The main challenges have historically been in children’s social work and this continues; 74 per cent of councils have difficulties in 2015/16 and 72 per cent reported difficulties in 2009/10 recruiting in this area. 

55 per cent of Shire districts especially report recent difficulties for planning officers so it can be argued that some longstanding and some fairly new issues combine to demonstrate that much more work is needed on stable long-term recruitment and retention policies. 


In 2015/16 there was a median of 11 apprentices, 10 work experience placements and one graduate placement per council. In 2009 the average number of apprentices was 10, so the intervening years have not brought much net change as yet. 

Training spend per head and level of off-the-job training 

The average spend per head on training in 2008/09 was £273; in 2015/16 it was £159 which is a considerable real-term cut. The figure represents a potential spend of £175m in 2015/16

On average 0.95 days were spent on off-the-job training per employee,  a potential of 1 million training days across local government in 2015/16

Leadership diversity 

In 2015/16 on average 45.4 per cent of the top five per cent of earners were women, 4.2 per cent were from BAME groups and 3.1 per cent had a disability. 

In 2009 the figures showed an average of 40 per cent of the top five per cent of earners in councils were women, an average of 3 per cent had a disability, and an average of 2 per cent came from BAME groups, a marginal improvement. 

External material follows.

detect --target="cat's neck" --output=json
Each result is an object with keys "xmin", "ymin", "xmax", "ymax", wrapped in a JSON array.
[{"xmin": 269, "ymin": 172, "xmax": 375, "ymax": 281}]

By way of a quick comparison with the general population, based on 2011 census, 21 per cent of the working age population identified with an ethnic group other than white British.

Pay bill 

The total gross pay bill in England and Wales, which comprises the basic pay bill plus all additional pay elements (which, for example, includes overtime, shift premium pay, bonus and incentive payments) was £22.2 billion in 2014/15.

Pay rates 

The median FTE gross pay rate for full-time staff was £25,520 and for part-time staff was £17,280 in 2014/15.

Workforce attitudes

To improve engagement and performance, we need to understand the views and attitudes of the workforce. All councils need to ensure that they make strong efforts to have a dialogue with the workforce and tools are available to help them do this.

Across the workforce as a whole, in 2016 the LGA, working with the PPMA, commissioned the New Local Government Network to carry out a major piece of research called Outside the Box . 

One of the questions asked of a sample of employees in the report was about their motivations for working in local government. The answers are shown in the chart below. We can see not just the continued importance of ethos, work/life balance, pensions and even job security (despite recent redundancy programmes) but also the lower importance attached to terms and conditions and career development. It is arguable that this is because expectations are low to begin with and there is therefore a challenge to improve this picture and to deliver long term sustainability both in the current workforce and in attracting the workforce of the future.